Die Clusteranalyse liefert im ersten Zeitschritt (Mittwoch bis Donnerstag) 4
Lösungen mit blockierender Lage, die auf den ersten Blick nur wenig Unterschiede
für Deutschland bereithalten. Dabei liegen Haupt- und Kontrolllauf in Cluster 1
(immerhin 23 Mitglieder). Der interessante Donnerstag wird von der
Clusteranalyse derzeit leider nicht erfasst (zwischen Zeitschritt 1 und 2).
Der zweite Zeitschritt liefert ebenfalls 4 Lösungen und weiterhin eine
blockierende Lage. Allerdings ergeben sich für Deutschland Unterschiede in der
Berechnung des Troges. Haupt- und Kontrolllauf liegen in Cluster 1 mit flachem
Trog und Abtropfen eines Tiefs über Italien. Cluster 3 (immerhin noch 14 Member)

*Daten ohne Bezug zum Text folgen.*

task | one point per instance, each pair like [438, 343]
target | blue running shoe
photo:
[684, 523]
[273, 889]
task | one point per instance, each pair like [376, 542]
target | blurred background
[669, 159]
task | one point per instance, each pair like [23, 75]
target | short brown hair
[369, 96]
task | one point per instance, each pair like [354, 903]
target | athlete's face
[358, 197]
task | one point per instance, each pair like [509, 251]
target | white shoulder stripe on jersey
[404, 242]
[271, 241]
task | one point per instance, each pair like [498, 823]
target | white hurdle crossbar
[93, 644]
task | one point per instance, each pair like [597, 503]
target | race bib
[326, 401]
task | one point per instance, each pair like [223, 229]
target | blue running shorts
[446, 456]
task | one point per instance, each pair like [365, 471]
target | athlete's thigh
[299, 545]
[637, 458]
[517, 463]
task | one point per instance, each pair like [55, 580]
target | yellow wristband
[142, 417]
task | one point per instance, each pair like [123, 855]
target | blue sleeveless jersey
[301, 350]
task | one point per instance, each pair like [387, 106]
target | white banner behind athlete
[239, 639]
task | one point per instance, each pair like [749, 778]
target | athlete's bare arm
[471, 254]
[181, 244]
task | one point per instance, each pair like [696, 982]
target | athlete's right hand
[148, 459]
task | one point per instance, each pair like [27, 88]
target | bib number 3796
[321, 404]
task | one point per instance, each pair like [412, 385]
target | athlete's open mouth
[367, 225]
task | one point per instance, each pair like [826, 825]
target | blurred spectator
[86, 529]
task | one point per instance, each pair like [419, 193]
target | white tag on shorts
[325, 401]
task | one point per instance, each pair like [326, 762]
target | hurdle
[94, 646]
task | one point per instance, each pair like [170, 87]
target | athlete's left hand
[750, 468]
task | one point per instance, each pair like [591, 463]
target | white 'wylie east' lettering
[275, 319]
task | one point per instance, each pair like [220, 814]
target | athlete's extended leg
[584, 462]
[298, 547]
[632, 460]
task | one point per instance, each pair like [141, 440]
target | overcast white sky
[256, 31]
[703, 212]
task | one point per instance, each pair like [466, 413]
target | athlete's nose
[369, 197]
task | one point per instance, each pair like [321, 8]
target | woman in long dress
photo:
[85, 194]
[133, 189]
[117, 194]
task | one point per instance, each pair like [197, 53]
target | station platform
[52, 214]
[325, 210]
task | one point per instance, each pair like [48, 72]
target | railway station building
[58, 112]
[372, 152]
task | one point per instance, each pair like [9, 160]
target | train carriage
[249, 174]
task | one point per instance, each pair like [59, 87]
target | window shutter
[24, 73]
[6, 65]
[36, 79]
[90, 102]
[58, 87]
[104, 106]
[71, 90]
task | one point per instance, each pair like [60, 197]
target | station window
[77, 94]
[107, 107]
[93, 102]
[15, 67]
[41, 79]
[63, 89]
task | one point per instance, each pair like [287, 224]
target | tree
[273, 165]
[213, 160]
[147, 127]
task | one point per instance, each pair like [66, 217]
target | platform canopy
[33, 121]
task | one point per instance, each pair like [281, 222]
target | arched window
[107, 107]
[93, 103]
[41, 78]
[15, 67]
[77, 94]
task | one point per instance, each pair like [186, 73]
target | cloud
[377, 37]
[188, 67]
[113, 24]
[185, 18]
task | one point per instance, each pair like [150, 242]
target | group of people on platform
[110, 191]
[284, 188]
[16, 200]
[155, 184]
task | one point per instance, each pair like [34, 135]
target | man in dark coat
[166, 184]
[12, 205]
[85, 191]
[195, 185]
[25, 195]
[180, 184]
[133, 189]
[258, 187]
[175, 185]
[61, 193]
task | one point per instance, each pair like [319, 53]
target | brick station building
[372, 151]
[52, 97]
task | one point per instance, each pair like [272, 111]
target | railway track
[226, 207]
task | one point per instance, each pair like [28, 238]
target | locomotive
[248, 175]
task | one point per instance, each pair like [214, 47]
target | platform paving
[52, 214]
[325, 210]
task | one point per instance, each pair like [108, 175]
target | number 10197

prognostiziert einen schärferen Trog, dafür aber auch einen rasanteren und
größeren Geopotentialanstieg am Wochenende. Cluster 2 ist Cluster 1 ähnlich,
lässt das Tief aber nicht abtropfen, sondern den Trog bestehen und verhindert so
den Geopotanstieg. Insgesamt sehen alle die Besserung am Wochenende, mal
schneller, mal langsamer.

Die Ensembles weisen einen erstaunlich kleinen Spread auf. Wobei sich Haupt- und
Kontrolllauf beim Geopotential deutlich in den oberen Lösungen aufhalten.
Auffällig ist der Temperaturabfall in 850 hPa in der zweiten Wochenhälfte. Im
Norden des Landes geht dieser schleichend ab Mittwoch vonstatten. Nach Süden und
Osten hin ist es ein echter Fall (5-10 K in 12 Stunden) am Donnerstag.
Ab Sonntag nehmen die Unsicherheiten zu, vor allem das Geopotential schwankt
stark. Bemerkenswert ist der Niederschlagspeak am Donnerstag für Orte zwischen
dem Nieder-/Mittelrhein und der Oder/Neiße.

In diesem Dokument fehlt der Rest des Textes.